Der Gedanke, sich mit einer erträglichen Niederlage aus der Affäre zu ziehen, war den Rapidlern fremd. Die Mannschaft war von jenem Geist beseelt, der heute noch bei aussichtslosem Spielstand von Sportreportern beschworen wird, damit – an guten Tagen - ein Mythos zur Wirklichkeit geraten möge. Früher einmal hatte die Rapid viele gute Tage gehabt, die nach ihr benannte Viertelstunde kommt nicht von ungefähr. Als Eppenhoff in der 58. Minute das 3:0 schoss, musste sich Schalke gefühlt haben wie das Deutsche Reich Ende 1941: Moskau vor der Einnahme, es schien nur mehr eine Frage der Zeit, bis die Kapitale des Todfeindes fiel. Die Journalisten im Olympiastadion lizitierten den Wortlaut ihrer Schlagzeilen nach oben: "Neues Debakel der Ostmärker" - Und Hunderttausend forderten im Überschwang der Erinnerung an das Finale vor zwei Jahren: "Neun zu null! Neun zu null!"

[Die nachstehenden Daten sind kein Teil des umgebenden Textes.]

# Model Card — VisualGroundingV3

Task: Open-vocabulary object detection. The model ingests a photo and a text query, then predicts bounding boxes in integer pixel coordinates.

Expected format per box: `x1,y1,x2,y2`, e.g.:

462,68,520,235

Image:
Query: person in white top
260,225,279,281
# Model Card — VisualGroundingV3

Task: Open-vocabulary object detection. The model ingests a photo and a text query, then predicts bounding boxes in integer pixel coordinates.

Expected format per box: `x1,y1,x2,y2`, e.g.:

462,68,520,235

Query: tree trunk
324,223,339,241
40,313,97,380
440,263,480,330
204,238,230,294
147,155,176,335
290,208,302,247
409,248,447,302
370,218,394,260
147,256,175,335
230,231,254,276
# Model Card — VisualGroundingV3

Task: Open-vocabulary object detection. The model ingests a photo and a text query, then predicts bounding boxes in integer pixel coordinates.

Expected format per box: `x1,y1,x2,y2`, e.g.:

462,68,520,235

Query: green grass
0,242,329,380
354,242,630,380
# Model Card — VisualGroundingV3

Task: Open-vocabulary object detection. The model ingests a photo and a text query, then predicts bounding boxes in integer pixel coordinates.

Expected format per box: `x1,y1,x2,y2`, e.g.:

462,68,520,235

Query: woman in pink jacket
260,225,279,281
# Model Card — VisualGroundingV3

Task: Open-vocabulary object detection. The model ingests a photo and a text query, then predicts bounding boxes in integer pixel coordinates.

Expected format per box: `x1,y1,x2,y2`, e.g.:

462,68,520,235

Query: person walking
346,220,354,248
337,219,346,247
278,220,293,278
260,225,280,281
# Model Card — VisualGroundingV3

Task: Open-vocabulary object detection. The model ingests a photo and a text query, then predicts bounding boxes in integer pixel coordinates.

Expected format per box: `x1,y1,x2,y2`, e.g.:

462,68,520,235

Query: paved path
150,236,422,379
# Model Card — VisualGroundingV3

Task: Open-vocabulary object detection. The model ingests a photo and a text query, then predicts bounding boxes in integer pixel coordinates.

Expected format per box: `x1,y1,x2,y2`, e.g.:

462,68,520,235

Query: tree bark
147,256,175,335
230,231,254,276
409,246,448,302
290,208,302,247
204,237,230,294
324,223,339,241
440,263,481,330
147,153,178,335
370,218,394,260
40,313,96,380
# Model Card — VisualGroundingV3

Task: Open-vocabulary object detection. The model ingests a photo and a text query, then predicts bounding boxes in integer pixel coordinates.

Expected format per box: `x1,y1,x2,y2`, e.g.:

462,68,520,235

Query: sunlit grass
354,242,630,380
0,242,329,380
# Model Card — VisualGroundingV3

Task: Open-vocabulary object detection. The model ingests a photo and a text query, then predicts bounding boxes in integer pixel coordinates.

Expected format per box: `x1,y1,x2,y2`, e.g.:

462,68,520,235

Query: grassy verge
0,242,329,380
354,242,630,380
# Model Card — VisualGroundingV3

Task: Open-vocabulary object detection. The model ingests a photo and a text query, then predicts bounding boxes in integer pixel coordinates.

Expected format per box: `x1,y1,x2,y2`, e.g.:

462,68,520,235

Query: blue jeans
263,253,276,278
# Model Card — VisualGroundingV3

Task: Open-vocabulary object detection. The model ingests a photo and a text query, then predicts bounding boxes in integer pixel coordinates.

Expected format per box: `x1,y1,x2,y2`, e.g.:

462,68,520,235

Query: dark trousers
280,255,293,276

Die siegessichere Schalke und die fanatischen Zuschauer erlebten binnen 15 Minuten – es waren die vorletzten, nicht die letzten – ihr Stalingrad. Georg Schors verkürzte in der 61. Minute auf 1:3, und Franz "Bimbo" Binder drehte mit einem Hattrick das Ergebnis zu Gunsten der Wiener um. Die voreilig geschriebenen Zeitungsartikel landeten im Papierkübel, von Tschammer und Osten konnte sich seinen Champagner wieder einpacken. Die Rapid wird an diesem 22. Juni 1941 deutscher Fußballmeister und das 4:3 von Berlin zur Legende.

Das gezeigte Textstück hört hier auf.